To the Editor:
Recently I had the unexpected opportunity to be an inpatient at Northern Lights Hospital/Eastern Maine Medical Center in Bangor. I did not have COVID-19; however, those six days in the hospital on telemetry allowed me to observe and be part of the stresses of giving and receiving health care today. TV gives us brief glimpses of health care for COVID-19 patients, but unless you have been hospitalized or work in a hospital, it is hard to fully grasp the relentlessness of our hospital’s workspace reality. Every patient in my 54-bed unit had a serious, often life-threatening, illness.
Nurses and doctors provided me with extraordinary and compassionate care: medical professionals full of grace, amazing grace. They are our heroes and heroines; however, they must overcome many obstacles to provide good care.

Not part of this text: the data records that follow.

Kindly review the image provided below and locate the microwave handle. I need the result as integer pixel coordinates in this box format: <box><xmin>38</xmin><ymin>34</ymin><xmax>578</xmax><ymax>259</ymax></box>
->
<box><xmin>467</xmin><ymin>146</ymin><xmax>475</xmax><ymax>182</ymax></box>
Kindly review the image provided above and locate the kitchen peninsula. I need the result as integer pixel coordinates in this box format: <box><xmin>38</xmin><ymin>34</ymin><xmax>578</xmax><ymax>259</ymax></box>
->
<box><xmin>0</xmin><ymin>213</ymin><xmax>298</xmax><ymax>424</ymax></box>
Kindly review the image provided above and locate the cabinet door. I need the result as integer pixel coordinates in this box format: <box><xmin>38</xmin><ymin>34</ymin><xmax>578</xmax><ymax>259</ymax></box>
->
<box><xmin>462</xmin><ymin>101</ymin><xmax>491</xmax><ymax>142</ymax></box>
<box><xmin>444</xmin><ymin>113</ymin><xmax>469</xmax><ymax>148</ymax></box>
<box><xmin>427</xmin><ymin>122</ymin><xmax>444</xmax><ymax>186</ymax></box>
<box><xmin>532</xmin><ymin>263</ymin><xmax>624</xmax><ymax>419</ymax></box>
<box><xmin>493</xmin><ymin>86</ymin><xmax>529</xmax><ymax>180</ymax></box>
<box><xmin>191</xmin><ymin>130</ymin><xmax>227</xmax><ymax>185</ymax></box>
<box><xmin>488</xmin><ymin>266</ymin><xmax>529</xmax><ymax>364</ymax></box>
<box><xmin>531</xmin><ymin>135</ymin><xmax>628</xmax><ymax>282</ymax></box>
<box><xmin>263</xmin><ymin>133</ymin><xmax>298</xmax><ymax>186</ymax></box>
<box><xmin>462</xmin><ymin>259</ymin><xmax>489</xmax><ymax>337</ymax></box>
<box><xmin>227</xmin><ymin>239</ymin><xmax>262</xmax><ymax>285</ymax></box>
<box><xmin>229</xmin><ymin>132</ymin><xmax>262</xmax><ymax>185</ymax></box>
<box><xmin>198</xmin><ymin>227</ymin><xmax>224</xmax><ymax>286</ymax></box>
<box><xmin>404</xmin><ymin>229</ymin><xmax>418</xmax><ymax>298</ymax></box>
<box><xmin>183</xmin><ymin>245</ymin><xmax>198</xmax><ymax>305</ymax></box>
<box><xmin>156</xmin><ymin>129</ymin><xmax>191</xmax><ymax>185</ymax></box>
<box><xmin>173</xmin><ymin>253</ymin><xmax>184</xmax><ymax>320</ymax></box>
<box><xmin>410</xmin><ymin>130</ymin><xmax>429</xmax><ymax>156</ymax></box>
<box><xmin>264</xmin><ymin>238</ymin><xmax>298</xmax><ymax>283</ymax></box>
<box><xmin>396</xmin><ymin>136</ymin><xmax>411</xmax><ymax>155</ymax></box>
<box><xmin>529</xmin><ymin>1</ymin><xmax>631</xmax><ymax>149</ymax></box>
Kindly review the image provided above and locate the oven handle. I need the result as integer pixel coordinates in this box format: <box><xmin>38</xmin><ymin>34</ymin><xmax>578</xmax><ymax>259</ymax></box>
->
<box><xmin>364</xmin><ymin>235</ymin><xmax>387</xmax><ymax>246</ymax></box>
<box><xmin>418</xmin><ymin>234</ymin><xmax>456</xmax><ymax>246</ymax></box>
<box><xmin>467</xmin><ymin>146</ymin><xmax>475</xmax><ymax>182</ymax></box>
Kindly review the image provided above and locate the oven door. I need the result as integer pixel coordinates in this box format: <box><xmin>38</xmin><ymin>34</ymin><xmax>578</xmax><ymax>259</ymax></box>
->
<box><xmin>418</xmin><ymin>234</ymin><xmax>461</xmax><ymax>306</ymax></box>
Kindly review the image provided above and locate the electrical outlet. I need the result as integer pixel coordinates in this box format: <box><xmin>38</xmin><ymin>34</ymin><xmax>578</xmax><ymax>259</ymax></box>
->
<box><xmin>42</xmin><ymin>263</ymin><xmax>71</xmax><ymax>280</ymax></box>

Currently, the basic infrastructure of the hospital is poor. To name the most noteworthy deficits, fans were distributed due to inadequate air conditioning, hot water in my room seemed a luxury that was not readily available, and the food was dubious, though I fell in love with the egg salad sandwiches the staff provided.
Most, if not all rooms, were double. My roommate wanted her TV and overhead lights on all night. Not conducive to sleep for me, though I was sleep deprived for many reasons. Privacy did not exist with only a drawn curtain between beds. Sleep and rest are hallmarks for recovery from illness, and they were unavailable in the circumstances.
There was a delusional woman in a nearby room screaming all night for her “Mama.” I can only imagine her state of mind seeing anonymous, faceless nurses in masks and shields trying to comfort her and calm her down. This was the background noise for several nights on the fourth floor.
The current COVID-19 protection garb is daunting, though a necessity at this time: masks, shields and gloves are mandatory for everyone. Not only are they hot to wear, but they also make medical staff anonymous, alien. From a patient’s perspective, the lack of facial recognition is disconcerting, at best; only eyes can be seen. To add to the difficulties, the protective shields tended to fog up because of the heat. There must be a way to make this cumbersome garb comfortable. Good air conditioning, perhaps?
Such scenes are played out daily in hospital rooms across America. The COVID-19 crisis has revealed the sorry state of our health care infrastructure. Hospitals need to be modernized, which would be a real way to show our support and respect for the medical staff. We all deserve better. Isn’t this the richest nation in the world? At times, the hospital felt Third World.
I am proud to be a Mainer and am so proud of Maine’s response to the COVID-19 pandemic. To date, we have been a model state, keeping the number of cases down and the deaths low. Maine has had excellent political leadership. Now we need to have the will to give the medical community the environment they need to do their job.